Monday, February 13, 2017

Meet the New "Specially Protected Class"






Adams Lin literally fainted as he read a court order authorizing federal marshals to confiscate his property. The officers seized his car, his designer clothes, a flat-screen television, golf clubs, computer, and even his treasured Samurai sword.


Unlike countless other Americans who have been pillaged by federal law enforcement officials, Lin was not a victim of the officially sanctioned plunder called civil asset forfeiture. His property was confiscated after Lin’s boss failed to make a $200,000 payment toward the $22.4 million civil damage award granted to a man who was left paralyzed through Lin’s occupational misconduct.

Lin’s boss is Palm Beach County, Florida Sheriff Ric Bradshaw, and he has adamantly refused to make payments to Dontrell Stephens, who was shot by Lin after the panicking deputy mistook the 19-year-old’s cell phone for a gun.

“There’s nothing in the rules of engagement that says we have to put our lives in jeopardy to wait and find out what this is and get killed,” whined Sheriff Bradshaw on the day of the shooting. His department quickly exonerated Lin and promoted him – before the public release of video that proved that the victim had never posed a threat to the deputy.

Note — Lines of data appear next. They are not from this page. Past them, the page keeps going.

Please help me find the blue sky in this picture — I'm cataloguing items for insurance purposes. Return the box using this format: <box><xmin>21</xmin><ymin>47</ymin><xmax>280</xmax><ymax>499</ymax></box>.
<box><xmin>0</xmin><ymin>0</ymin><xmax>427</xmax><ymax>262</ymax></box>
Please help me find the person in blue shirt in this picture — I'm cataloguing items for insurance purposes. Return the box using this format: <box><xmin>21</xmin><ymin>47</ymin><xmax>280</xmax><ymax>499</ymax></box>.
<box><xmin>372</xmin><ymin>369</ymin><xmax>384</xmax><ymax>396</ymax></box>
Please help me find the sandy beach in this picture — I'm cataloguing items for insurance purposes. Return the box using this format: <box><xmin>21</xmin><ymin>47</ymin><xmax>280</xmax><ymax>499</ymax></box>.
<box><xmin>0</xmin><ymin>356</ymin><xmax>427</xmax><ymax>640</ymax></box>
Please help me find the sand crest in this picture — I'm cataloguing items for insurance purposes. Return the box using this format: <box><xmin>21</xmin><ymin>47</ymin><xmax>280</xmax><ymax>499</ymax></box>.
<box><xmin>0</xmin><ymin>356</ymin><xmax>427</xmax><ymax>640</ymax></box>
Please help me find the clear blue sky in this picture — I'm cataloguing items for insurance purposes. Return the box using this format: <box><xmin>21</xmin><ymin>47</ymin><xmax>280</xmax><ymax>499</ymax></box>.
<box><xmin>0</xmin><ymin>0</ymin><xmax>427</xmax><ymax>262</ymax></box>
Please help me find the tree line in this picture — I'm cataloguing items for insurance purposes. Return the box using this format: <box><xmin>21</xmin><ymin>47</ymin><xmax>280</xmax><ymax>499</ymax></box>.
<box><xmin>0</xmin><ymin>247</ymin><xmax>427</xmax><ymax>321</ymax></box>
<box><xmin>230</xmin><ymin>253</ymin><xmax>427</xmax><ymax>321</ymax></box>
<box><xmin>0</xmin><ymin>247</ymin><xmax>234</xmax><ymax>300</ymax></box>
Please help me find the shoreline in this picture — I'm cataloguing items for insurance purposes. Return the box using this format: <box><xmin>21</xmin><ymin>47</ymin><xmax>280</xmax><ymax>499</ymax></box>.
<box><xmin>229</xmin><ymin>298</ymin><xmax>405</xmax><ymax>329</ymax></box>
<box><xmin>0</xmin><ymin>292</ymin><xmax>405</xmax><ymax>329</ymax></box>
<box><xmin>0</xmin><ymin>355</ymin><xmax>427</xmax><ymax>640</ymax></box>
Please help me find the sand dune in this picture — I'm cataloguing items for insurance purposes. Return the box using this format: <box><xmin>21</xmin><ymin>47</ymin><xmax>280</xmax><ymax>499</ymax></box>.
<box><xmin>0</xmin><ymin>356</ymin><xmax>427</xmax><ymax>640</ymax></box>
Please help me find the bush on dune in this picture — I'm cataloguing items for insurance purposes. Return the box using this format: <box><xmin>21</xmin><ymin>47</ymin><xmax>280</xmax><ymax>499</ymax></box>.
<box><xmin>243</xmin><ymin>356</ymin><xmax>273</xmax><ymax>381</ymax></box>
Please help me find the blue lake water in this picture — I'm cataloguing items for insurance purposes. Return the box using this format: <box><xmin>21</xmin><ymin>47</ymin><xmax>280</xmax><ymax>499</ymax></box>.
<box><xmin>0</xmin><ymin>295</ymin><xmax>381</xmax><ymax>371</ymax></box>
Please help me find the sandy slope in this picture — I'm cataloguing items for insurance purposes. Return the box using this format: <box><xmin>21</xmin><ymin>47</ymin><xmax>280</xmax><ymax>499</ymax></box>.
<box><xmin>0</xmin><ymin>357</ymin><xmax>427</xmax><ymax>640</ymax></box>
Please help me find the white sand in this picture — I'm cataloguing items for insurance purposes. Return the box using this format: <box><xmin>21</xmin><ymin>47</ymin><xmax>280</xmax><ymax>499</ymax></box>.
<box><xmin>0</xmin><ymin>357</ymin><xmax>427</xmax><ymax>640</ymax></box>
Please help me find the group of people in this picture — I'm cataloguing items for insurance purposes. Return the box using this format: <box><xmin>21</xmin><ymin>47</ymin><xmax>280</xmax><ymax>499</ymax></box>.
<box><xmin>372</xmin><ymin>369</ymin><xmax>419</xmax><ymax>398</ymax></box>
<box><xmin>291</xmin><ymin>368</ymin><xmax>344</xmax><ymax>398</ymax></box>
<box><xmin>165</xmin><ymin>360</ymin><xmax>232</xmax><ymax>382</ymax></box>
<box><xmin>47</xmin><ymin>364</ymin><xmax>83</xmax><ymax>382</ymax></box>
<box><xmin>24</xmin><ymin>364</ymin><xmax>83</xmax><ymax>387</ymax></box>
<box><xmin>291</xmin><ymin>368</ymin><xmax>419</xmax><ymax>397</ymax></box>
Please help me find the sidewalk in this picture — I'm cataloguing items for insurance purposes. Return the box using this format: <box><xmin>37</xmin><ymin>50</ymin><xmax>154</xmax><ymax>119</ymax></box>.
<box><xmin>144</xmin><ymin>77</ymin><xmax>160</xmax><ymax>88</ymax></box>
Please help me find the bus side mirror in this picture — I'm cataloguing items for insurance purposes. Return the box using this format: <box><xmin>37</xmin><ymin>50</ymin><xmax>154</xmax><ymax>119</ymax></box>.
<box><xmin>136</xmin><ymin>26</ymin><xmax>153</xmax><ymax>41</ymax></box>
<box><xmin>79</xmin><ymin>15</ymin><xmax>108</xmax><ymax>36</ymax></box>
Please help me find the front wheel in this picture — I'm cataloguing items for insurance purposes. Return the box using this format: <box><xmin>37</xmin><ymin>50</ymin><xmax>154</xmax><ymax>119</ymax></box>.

Rather than complying with the court order, Bradshaw filed an appeal. After the award was upheld last May, Bradshaw appealed again – which triggered an injunction leading to the seizure of property from the deputy who was directly responsible for the unlawful shooting of an innocent teenager. Owing to his service as an asset of the state’s punitive apparatus, Lin was able to get his confiscated property back. His victim, of course, remains paralyzed.
Lin continues to be held in high regard by Bradshaw, which is why the sheriff selected him to be one of seven sergeants from his department assigned to the presidential security detail at the Palm Beach Airport during the president’s recent visit.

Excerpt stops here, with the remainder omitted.